The simulator, which runs on the Dawn Blue Gene /P supercomputer with 147,456 CPUs and 144TB of main memory, simulates the activity of 1.617 billion neurons connected in a network of 8.87 trillion synapses. The model doesn't yet run at real time, but it does simulate a number of aspects of real-world neuronal interactions, and the neurons are organized with the same kinds of groupings and specializations as a mammalian cortex. In other words, this is a virtual mammalian brain (or at least part of one) inside a computer, and the simulation is good enough that the team is already starting to bump up against some of the philosophical issues raised about such models by cognitive scientists over the past decades.

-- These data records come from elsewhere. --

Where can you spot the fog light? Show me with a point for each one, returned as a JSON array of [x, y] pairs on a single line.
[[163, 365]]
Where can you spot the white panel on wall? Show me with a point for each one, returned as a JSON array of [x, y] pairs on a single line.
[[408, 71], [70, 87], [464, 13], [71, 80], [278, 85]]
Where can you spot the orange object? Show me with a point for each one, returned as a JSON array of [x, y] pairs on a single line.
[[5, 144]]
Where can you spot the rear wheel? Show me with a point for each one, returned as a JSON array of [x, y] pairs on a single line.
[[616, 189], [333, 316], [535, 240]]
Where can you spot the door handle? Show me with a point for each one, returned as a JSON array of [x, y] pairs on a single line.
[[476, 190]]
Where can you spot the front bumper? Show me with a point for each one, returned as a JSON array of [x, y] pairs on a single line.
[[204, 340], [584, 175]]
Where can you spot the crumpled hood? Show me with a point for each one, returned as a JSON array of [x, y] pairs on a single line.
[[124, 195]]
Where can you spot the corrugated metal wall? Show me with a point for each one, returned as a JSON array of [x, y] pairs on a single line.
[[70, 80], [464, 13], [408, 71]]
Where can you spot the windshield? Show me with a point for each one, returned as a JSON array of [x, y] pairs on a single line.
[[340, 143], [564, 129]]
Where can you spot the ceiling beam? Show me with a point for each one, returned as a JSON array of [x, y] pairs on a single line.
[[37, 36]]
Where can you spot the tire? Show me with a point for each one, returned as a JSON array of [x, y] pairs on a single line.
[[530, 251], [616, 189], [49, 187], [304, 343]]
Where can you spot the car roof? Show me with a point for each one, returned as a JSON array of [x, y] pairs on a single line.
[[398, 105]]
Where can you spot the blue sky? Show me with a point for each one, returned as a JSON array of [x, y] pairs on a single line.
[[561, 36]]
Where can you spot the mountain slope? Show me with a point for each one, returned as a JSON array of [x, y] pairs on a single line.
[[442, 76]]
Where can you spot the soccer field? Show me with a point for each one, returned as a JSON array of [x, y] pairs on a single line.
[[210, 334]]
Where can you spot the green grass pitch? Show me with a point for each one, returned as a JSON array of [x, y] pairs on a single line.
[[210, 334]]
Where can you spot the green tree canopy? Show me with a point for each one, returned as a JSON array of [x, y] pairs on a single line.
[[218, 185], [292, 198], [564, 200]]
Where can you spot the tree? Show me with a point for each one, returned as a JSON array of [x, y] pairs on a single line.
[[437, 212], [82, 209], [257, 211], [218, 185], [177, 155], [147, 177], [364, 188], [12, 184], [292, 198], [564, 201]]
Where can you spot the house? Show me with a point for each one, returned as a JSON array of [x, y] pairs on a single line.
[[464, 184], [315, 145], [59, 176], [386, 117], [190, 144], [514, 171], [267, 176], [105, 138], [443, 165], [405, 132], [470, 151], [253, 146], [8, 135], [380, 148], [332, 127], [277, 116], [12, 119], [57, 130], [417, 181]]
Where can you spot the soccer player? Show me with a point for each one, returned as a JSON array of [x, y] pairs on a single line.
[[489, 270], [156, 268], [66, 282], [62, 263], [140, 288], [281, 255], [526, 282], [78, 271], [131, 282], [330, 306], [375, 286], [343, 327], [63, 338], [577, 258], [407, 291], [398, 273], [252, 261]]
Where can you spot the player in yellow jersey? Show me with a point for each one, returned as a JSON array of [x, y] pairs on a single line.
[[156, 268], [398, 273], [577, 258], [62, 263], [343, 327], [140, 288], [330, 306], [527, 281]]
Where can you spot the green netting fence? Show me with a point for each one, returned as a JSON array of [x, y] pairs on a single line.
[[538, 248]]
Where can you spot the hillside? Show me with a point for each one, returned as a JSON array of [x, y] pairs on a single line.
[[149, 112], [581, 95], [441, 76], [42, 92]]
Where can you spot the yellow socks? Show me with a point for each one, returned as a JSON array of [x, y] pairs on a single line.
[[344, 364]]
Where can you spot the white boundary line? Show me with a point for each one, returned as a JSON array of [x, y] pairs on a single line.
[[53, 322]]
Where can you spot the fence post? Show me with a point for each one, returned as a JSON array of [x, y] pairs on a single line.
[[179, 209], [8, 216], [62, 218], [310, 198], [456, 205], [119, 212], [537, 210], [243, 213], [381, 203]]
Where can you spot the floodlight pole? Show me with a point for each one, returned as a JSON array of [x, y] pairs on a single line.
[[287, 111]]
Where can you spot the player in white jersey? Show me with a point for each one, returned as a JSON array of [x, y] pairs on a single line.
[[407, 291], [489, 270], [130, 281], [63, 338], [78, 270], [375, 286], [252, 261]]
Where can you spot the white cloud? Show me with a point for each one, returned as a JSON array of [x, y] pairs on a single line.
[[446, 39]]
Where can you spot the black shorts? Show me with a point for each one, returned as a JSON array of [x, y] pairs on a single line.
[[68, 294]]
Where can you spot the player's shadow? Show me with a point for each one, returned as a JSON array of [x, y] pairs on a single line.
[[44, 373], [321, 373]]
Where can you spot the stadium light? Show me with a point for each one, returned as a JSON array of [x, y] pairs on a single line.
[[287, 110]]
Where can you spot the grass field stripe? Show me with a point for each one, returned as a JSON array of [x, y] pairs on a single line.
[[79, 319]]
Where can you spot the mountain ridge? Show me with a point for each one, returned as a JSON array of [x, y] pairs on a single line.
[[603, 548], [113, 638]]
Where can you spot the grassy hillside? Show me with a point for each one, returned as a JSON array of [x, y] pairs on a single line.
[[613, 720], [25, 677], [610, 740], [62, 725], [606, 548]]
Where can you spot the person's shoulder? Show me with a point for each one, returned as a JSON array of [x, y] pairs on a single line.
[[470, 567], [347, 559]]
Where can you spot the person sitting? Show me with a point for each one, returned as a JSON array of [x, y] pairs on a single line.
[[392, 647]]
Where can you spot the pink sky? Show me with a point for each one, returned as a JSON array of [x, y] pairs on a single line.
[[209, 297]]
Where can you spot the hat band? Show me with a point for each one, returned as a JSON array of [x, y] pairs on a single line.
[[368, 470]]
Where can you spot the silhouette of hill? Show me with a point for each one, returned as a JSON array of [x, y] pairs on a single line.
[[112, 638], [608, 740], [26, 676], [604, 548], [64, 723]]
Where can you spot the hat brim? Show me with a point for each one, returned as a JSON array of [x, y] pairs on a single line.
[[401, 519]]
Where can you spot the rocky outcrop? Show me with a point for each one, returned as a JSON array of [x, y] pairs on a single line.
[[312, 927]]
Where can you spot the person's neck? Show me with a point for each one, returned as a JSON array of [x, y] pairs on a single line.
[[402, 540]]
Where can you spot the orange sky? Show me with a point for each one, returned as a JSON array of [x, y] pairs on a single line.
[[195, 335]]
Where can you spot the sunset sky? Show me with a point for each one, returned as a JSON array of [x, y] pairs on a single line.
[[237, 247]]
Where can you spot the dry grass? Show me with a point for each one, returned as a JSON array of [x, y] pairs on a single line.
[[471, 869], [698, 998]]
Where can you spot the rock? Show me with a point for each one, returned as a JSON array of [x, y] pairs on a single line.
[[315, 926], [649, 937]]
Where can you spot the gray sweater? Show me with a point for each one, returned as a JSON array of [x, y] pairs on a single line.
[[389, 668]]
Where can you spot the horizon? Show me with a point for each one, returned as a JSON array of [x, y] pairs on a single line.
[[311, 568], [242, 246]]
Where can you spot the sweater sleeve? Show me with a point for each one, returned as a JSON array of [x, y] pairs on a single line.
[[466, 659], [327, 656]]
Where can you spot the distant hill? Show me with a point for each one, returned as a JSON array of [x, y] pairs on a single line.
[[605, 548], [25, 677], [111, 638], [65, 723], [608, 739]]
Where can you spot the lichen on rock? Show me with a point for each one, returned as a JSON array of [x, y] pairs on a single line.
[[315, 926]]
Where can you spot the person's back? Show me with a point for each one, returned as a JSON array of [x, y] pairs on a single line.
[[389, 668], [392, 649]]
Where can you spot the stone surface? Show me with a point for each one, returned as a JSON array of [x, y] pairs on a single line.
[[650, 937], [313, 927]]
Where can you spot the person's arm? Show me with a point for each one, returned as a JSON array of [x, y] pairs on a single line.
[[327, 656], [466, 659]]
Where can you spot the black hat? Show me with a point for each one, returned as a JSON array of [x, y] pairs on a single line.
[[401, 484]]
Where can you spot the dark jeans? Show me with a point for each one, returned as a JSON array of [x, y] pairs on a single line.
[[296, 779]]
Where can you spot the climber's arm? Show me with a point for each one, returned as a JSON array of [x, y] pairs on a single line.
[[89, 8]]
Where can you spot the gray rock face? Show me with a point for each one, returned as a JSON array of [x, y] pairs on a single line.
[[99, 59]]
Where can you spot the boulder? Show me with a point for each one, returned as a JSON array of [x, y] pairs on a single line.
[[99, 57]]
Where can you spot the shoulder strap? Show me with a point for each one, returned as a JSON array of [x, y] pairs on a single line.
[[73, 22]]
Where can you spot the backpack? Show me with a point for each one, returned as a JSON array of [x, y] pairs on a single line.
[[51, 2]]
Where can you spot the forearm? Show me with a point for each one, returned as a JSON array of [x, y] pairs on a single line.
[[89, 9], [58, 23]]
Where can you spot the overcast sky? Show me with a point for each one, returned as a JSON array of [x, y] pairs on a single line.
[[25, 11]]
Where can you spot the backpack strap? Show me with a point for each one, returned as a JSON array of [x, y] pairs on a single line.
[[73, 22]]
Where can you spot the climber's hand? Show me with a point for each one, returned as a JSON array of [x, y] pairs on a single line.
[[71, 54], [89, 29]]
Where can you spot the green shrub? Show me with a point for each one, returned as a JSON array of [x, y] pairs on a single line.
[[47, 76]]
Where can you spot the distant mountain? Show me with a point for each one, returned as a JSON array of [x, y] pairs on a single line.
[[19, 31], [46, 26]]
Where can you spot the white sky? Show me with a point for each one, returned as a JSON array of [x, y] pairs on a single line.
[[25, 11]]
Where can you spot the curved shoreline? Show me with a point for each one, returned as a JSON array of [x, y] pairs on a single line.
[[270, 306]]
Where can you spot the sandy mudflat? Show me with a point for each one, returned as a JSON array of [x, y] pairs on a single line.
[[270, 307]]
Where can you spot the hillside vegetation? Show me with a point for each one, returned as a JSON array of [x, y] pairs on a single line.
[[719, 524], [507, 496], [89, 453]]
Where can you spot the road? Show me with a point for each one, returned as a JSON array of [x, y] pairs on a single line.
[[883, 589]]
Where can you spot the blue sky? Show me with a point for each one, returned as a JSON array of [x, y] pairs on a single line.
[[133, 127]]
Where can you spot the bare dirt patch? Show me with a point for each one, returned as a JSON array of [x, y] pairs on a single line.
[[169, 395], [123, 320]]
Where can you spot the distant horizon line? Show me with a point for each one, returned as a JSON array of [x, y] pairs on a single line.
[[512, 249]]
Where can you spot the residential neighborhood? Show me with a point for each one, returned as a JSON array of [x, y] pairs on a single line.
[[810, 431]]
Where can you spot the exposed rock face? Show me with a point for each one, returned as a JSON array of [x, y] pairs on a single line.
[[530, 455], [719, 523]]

...[B]uilding a highly accurate simulation of a complex, nondeterministic system doesn't mean that you'll immediately understand how that system works—it just means that instead of having one thing you don't understand (at whatever level of abstraction), you now have two things you don't understand: the real system, and a simulation of the system that has all of the complexities of the original plus an additional layer of complexity associated with the models implementation in hardware and software.

On the other hand, I've met a number of cats in my day, and as cute as I think they are...do your really need that much computing power to outsmart one? I've seen gerbils do it.